What growth mindset looks like across a career
Mindset isn’t a one-time choice. It’s something that gets tested repeatedly as your career evolves.
Early career: The growth mindset challenge is accepting that you’re a beginner. People who coast on natural talent through school often hit a wall when the work gets genuinely hard for the first time. The ones who develop a growth mindset at this stage accelerate. The ones who don’t plateau early.
Mid-career and management: The challenge shifts to letting go of expertise as your primary identity. Your value is no longer what you know but how well you develop the people around you. This transition requires a fundamental mindset shift that many managers resist.

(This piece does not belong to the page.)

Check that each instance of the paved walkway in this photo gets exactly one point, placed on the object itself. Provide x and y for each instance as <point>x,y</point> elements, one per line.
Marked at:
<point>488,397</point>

At the senior level, the test changes again. The growth mindset challenge becomes intellectual humility at scale. Your decisions affect more people, you have less direct information, and admitting uncertainty feels riskier. The leaders who keep growing are the ones who stay genuinely curious and treat learning as a lifelong practice.
Start with self-awareness
You don’t need to overhaul your personality. You need to notice. Notice when you dodge feedback. Notice when you feel threatened by someone else’s competence. Notice when you avoid a challenge because you might not be good at it.
That noticing is the shift. Everything else, the behavior changes, the praising process, the seeking feedback, builds on the foundation of catching yourself in a fixed-mindset moment and choosing a different response.

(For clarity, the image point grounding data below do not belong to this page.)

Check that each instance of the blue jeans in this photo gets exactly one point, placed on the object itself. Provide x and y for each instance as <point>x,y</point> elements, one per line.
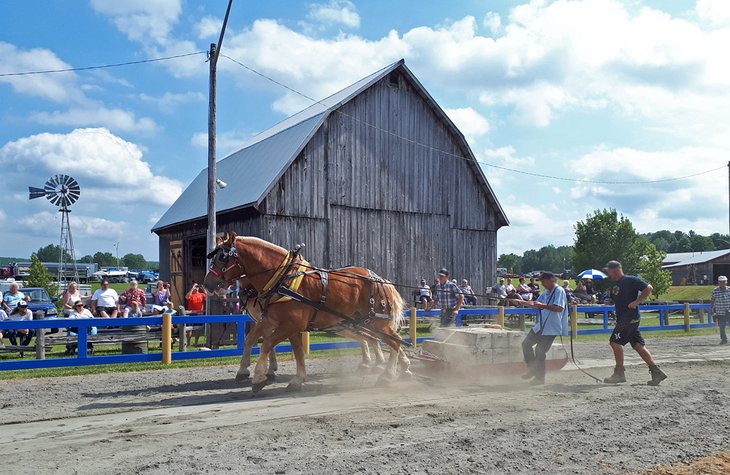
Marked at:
<point>722,321</point>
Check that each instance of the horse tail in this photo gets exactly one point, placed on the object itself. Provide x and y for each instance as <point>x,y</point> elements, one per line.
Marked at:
<point>397,307</point>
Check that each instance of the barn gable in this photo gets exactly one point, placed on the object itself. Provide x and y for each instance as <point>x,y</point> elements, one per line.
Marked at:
<point>256,171</point>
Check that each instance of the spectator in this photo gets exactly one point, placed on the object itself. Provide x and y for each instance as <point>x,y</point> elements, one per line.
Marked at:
<point>196,298</point>
<point>13,297</point>
<point>133,295</point>
<point>468,293</point>
<point>69,297</point>
<point>449,298</point>
<point>535,288</point>
<point>3,316</point>
<point>105,301</point>
<point>721,306</point>
<point>424,294</point>
<point>162,293</point>
<point>500,289</point>
<point>20,313</point>
<point>524,290</point>
<point>79,310</point>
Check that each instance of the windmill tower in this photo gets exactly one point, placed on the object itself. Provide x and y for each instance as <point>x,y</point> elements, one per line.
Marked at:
<point>62,191</point>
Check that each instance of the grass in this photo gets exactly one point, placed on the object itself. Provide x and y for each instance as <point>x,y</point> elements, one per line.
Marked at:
<point>688,292</point>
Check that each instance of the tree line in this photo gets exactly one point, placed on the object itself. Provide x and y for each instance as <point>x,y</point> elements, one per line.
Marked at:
<point>52,252</point>
<point>606,235</point>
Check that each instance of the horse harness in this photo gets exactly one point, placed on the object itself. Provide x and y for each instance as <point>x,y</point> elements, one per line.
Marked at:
<point>284,286</point>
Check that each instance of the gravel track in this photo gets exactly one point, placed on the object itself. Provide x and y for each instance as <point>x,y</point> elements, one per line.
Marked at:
<point>200,420</point>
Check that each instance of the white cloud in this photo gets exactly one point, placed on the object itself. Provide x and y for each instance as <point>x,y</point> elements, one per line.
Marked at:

Growth mindset isn’t something you have. It’s something you practice. And the best time to start practicing is the next time something at work makes you uncomfortable.
FAQs
What is the difference between growth mindset and fixed mindset?
A growth mindset treats abilities as buildable through effort and practice. A fixed mindset treats abilities as innate and largely unchangeable. The difference shows up most clearly in how someone responds to challenges, feedback, and failure. Growth-minded people see these as opportunities to learn. Fixed-minded people see them as threats to their identity.

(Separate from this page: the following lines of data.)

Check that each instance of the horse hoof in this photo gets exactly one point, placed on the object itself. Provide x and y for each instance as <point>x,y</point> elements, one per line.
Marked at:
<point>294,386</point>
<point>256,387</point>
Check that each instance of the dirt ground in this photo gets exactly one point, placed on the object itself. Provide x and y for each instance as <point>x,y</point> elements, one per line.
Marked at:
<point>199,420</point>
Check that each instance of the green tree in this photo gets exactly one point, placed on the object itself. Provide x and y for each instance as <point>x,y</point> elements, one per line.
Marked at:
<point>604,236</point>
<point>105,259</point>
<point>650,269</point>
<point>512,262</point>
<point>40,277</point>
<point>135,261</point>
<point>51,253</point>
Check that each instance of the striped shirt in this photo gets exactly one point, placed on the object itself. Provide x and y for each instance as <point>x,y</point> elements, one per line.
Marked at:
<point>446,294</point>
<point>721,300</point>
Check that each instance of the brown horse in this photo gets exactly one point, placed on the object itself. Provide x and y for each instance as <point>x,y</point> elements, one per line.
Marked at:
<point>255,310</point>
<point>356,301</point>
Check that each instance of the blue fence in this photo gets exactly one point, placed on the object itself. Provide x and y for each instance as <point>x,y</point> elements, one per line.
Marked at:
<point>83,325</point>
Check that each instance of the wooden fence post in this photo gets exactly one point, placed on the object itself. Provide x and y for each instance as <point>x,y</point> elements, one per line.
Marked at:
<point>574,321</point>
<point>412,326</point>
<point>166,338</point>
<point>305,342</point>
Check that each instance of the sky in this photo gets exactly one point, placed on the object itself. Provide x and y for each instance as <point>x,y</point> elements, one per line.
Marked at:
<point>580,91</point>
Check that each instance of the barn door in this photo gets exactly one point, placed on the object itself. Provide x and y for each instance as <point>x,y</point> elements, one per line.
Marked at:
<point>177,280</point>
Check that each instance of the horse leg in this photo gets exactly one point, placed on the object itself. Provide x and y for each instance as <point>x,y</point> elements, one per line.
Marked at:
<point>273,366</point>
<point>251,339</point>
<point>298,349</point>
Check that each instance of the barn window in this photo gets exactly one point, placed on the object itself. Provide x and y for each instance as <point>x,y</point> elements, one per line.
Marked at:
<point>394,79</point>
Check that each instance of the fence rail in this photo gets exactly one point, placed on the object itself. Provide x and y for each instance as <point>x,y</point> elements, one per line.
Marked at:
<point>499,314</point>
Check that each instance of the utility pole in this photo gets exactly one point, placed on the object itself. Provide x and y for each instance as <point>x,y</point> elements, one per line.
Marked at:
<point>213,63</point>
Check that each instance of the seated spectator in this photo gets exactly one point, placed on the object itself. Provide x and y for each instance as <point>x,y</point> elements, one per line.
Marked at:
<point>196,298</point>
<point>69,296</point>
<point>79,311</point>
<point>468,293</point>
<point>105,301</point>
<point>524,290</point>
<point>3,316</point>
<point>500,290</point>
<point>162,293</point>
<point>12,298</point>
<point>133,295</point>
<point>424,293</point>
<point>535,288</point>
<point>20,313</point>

Can you have both a growth mindset and a fixed mindset?
Yes, and most people do. Someone might have a growth mindset about their technical skills but a fixed mindset about their ability to lead. Carol Dweck, who developed the framework, emphasizes that mindset is not a permanent trait. It shifts depending on the domain, the situation, and how safe someone feels.
How does a fixed mindset affect managers?
Fixed-minded managers avoid giving honest feedback because they see performance issues as unchangeable. They resist delegating because they don’t trust others to meet their standards. They take team failures personally. And they often plateau in their own development because they avoid the situations that would stretch them.
How can managers develop a growth mindset in their teams?
It starts with how you respond to mistakes. If someone makes an error and your first response is blame or frustration, you’re reinforcing a fixed mindset on the team, regardless of what you say about growth. Growth mindset develops through consistent behavior: praising process over talent, treating failures as data, and giving people stretch opportunities even when the outcome is uncertain.